At Last, Something Good for Immigrants: The Hidden Gift Inside Portugal’s New Nationality Law

In a reform filled with new restrictions and longer waiting times, one change finally goes in favour of immigrants.
Portugal’s new Nationality Law 2025 introduces a simple but powerful promise:
Once you have been a Portuguese citizen for ten years, your nationality can never be revoked — as long as it was obtained in good faith.

It’s called the “Consolidation of Nationality” (Consolidação da Nacionalidade) — and it could become one of the most reassuring legal protections ever written for Portugal’s immigrant community.

1. A decade to peace of mind

For years, many naturalised citizens lived with a quiet fear — that a government audit or a minor error from the past could one day put their citizenship at risk.

The new Article 12-B changes that.
After ten years of good-faith possession of Portuguese nationality, it becomes permanent and untouchable.

Here’s what the law says:

“Portuguese nationality, once acquired or granted, cannot be annulled or revoked when ten years have passed since its acquisition or attribution, provided the person has held it in good faith and in an effective manner.”

That single sentence transforms the meaning of belonging.

2. Why this matters

This clause ends the uncertainty that shadowed many immigrants.
Under the old framework, even years after naturalisation, nationality could technically be annulled if new information surfaced — even if it wasn’t the citizen’s fault.

Now, Portugal recognises that a decade of honest citizenship is proof enough of loyalty, contribution and identity.
After ten years of paying taxes, raising families, speaking Portuguese, and living within the community — your nationality becomes yours forever.

No more reopening of files.
No more sleepless nights fearing administrative reviews.

3. How the rule works

  • The protection applies to all citizens who acquire or are granted Portuguese nationality, including those who became citizens before this law enters into force.
  • The ten-year period starts from the date of acquisition or attribution — the day your nationality was officially approved.
  • The only exceptions apply to cases of proven fraud or bad faith in obtaining nationality, or to very specific criminal penalties under the Penal Code (for example, serious crimes against the State).

In practice, it creates a citizenship statute of limitations — after ten years, your nationality becomes untouchable.

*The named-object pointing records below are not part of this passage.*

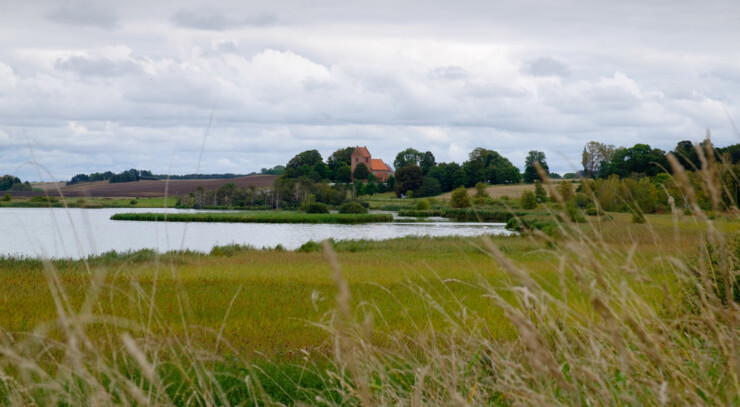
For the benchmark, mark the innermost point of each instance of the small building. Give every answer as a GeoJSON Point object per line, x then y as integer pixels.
{"type": "Point", "coordinates": [377, 167]}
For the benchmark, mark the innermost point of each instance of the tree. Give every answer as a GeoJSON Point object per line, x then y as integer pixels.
{"type": "Point", "coordinates": [429, 187]}
{"type": "Point", "coordinates": [343, 174]}
{"type": "Point", "coordinates": [407, 157]}
{"type": "Point", "coordinates": [460, 198]}
{"type": "Point", "coordinates": [427, 162]}
{"type": "Point", "coordinates": [337, 159]}
{"type": "Point", "coordinates": [408, 178]}
{"type": "Point", "coordinates": [530, 172]}
{"type": "Point", "coordinates": [528, 200]}
{"type": "Point", "coordinates": [539, 192]}
{"type": "Point", "coordinates": [639, 160]}
{"type": "Point", "coordinates": [361, 172]}
{"type": "Point", "coordinates": [594, 154]}
{"type": "Point", "coordinates": [307, 158]}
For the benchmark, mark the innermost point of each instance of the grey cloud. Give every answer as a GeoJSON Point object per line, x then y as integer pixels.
{"type": "Point", "coordinates": [219, 21]}
{"type": "Point", "coordinates": [96, 66]}
{"type": "Point", "coordinates": [451, 73]}
{"type": "Point", "coordinates": [81, 12]}
{"type": "Point", "coordinates": [546, 66]}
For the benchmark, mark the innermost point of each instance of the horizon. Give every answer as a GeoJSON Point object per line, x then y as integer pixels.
{"type": "Point", "coordinates": [95, 86]}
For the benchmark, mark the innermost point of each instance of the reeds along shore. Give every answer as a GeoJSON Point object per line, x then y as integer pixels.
{"type": "Point", "coordinates": [260, 217]}
{"type": "Point", "coordinates": [606, 313]}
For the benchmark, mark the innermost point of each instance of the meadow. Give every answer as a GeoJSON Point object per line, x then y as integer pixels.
{"type": "Point", "coordinates": [606, 312]}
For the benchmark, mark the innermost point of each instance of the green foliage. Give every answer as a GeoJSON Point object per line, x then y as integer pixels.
{"type": "Point", "coordinates": [352, 207]}
{"type": "Point", "coordinates": [343, 174]}
{"type": "Point", "coordinates": [460, 198]}
{"type": "Point", "coordinates": [530, 171]}
{"type": "Point", "coordinates": [566, 191]}
{"type": "Point", "coordinates": [481, 190]}
{"type": "Point", "coordinates": [408, 178]}
{"type": "Point", "coordinates": [361, 172]}
{"type": "Point", "coordinates": [408, 157]}
{"type": "Point", "coordinates": [528, 200]}
{"type": "Point", "coordinates": [429, 187]}
{"type": "Point", "coordinates": [539, 192]}
{"type": "Point", "coordinates": [422, 205]}
{"type": "Point", "coordinates": [317, 207]}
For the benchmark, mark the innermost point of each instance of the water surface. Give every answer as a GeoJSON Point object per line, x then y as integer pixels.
{"type": "Point", "coordinates": [76, 232]}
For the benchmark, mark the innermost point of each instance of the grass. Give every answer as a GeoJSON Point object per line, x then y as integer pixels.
{"type": "Point", "coordinates": [604, 313]}
{"type": "Point", "coordinates": [255, 217]}
{"type": "Point", "coordinates": [159, 202]}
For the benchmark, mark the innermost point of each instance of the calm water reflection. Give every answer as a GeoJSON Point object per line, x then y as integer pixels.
{"type": "Point", "coordinates": [75, 233]}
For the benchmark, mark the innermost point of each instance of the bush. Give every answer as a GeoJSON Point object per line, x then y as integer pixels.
{"type": "Point", "coordinates": [352, 207]}
{"type": "Point", "coordinates": [317, 207]}
{"type": "Point", "coordinates": [422, 205]}
{"type": "Point", "coordinates": [528, 200]}
{"type": "Point", "coordinates": [460, 198]}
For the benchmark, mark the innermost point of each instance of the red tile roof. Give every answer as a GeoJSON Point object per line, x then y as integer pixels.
{"type": "Point", "coordinates": [376, 164]}
{"type": "Point", "coordinates": [362, 151]}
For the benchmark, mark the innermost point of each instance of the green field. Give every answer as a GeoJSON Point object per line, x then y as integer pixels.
{"type": "Point", "coordinates": [609, 311]}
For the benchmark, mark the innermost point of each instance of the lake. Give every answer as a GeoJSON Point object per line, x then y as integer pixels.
{"type": "Point", "coordinates": [76, 233]}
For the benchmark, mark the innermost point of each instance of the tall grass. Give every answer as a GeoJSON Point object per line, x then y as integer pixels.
{"type": "Point", "coordinates": [604, 314]}
{"type": "Point", "coordinates": [256, 217]}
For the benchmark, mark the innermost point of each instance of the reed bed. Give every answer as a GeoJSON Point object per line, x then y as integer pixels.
{"type": "Point", "coordinates": [606, 313]}
{"type": "Point", "coordinates": [256, 217]}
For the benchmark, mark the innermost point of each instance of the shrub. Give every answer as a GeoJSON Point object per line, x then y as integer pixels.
{"type": "Point", "coordinates": [317, 207]}
{"type": "Point", "coordinates": [528, 200]}
{"type": "Point", "coordinates": [422, 205]}
{"type": "Point", "coordinates": [352, 207]}
{"type": "Point", "coordinates": [480, 191]}
{"type": "Point", "coordinates": [460, 198]}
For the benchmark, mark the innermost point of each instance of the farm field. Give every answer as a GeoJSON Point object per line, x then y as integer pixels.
{"type": "Point", "coordinates": [418, 301]}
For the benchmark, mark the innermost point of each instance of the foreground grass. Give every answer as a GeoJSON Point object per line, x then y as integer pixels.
{"type": "Point", "coordinates": [256, 217]}
{"type": "Point", "coordinates": [609, 312]}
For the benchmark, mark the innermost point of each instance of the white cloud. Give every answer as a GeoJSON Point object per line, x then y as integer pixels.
{"type": "Point", "coordinates": [509, 77]}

4. A law that finally gives back something to immigrants

Most parts of the 2025 reform made the road to citizenship harder — extending residency from five to seven or ten years, removing the Sephardic route, and adding economic requirements.
But this clause does the opposite: it gives something back.

It tells every immigrant,

“If you’ve been Portuguese in good faith for ten years — no one can ever take that away.”

It’s a message of dignity and trust, something that the immigrant community in Portugal has long deserved.

5. A balance between control and compassion

This article also shows that Portugal’s lawmakers tried to balance two forces — political pressure for control, and the human need for certainty.
While the reform raises the bar for new applicants, it also raises the shield for those who have already proved their belonging.

It’s as if the law says:

“We may have made it harder to become Portuguese — but once you are, we’ll protect you as one of our own.”

6. Why this article might inspire hope beyond Portugal

Legal certainty after ten years of citizenship is rare in Europe.
Few countries explicitly write into law that nationality cannot be revoked after a fixed period.
Portugal’s move could become a model — especially for nations where naturalised citizens live under perpetual review.

For immigrants worldwide, this law whispers a rare promise:
that citizenship can be final, stable, and free from fear.

After ten years of good-faith citizenship, your nationality in Portugal becomes permanent and irrevocable.

In a reform that tightened so many doors, this article quietly opened one — not to entry, but to peace.
For thousands who have already made Portugal home, it is a long-overdue message of gratitude:
You’ve given ten years of your life to this country — now, it gives you forever in return.